This week, DuPont Industrial Biosciences announced the launch of Axtra XBPHY, a new three-in-one enzyme product that promises to improve layer performance in hens whose diets are high in phytate and non-starch polysaccharides (NSPs).
The enzyme combination was developed specifically with the fast-growing Indian layer market in mind, but DuPont told FeedNavigator it could have application in other markets.
“While it is still early, we are already experiencing great feedback from customers. Because of this initial encouragement, we will now look to other local markets to better understand diet composition nuances and the specific challenges customers face in achieving optimum layer performance. The outcome of that work will help us develop the best solution to meet customer needs in those markets,” said Dr Ajay Awati, poultry segment manager at Dupont Industrial Biosciences.
Low fiber, low cost diets
Indian layer diets usually consist of ingredients with lower digestibility caused by high levels of NSPs like bajra (millet), cotton seed meal, rice distillers dried grains with solubles, de-oiled rice bran, rapeseed and sunflower meal.
Internal ingredient profiling work conducted by DuPont found that this diet is high in the anti-nutrients phytate and NSPase.
“The phytate in the diet not only makes valuable phosphorus unavailable but also has anti-nutritional effects that bind nutrients and make them unavailable for digestion. Similarly, NSPs, especially present in the cell wall structure of the feed ingredients, can hinder access to nutrients inside the cell and reduce digestibility of those nutrients, affecting the overall performance of the birds,” explained Dr Awati.
Layer hen trials designed to examine the effectiveness of its enzymes to target specific anti-nutrients led DuPont to the development of Axtra XBPHY - a combination of phytase, xylanase and beta-glucanase.
Explaining how this trio of enzymes works to increase nutrient availability, Dr Awati said: “By increasing the degradation of phytate with a fast acting phytase, you release much needed phosphorus, along with bound nutrients. Combining that with xylanase and beta-glucanases to degrade fibers and NSPs from the cell wall makes the nutrients that were trapped inside the cell wall accessible to the bird’s own enzymes. This increases the overall nutrient availability from low cost, high fiber diets and is reflected in the performance improvement of laying hens.”

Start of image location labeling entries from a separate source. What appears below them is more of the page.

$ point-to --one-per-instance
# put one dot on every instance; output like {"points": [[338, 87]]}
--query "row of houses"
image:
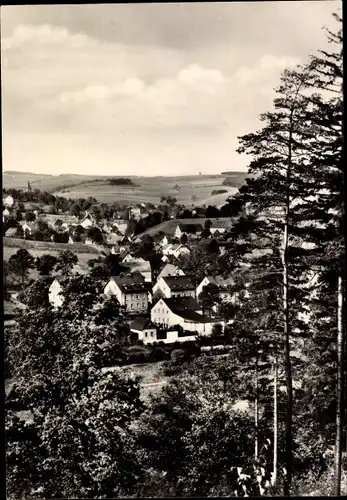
{"points": [[172, 301]]}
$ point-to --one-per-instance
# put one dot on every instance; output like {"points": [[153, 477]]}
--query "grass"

He said that DuPont had observed egg production and feed conversion ratio improvements of up to 2% and 3% in its own research, and had observed a significant increase in egg weights when adding the NSPase portion of the enzyme on top of a diet.
“Depending on whether a customer’s objective is feed cost reduction or laying hen performance improvement, the enzyme can be applied either with nutrients and energy matrices or over the top of current diets,” he said.
The enzyme combo is formulated in free-flowing granular form for adding directly or via a premix at a rate of 0.2kg/ton (0.02% of complete feed).
To date, the benefits of Axtra XBPHY have only been tested in internal trials, but DuPont confirmed that it is running trials with customers to demonstrate its effectiveness in commercial settings.
In addition, a number of DuPont’s layer customers are testing the product within their facilities.
“We are positive that the outcome will confirm the value provided by Axtra XBPHY to Indian layer customers,” said Dr Awati.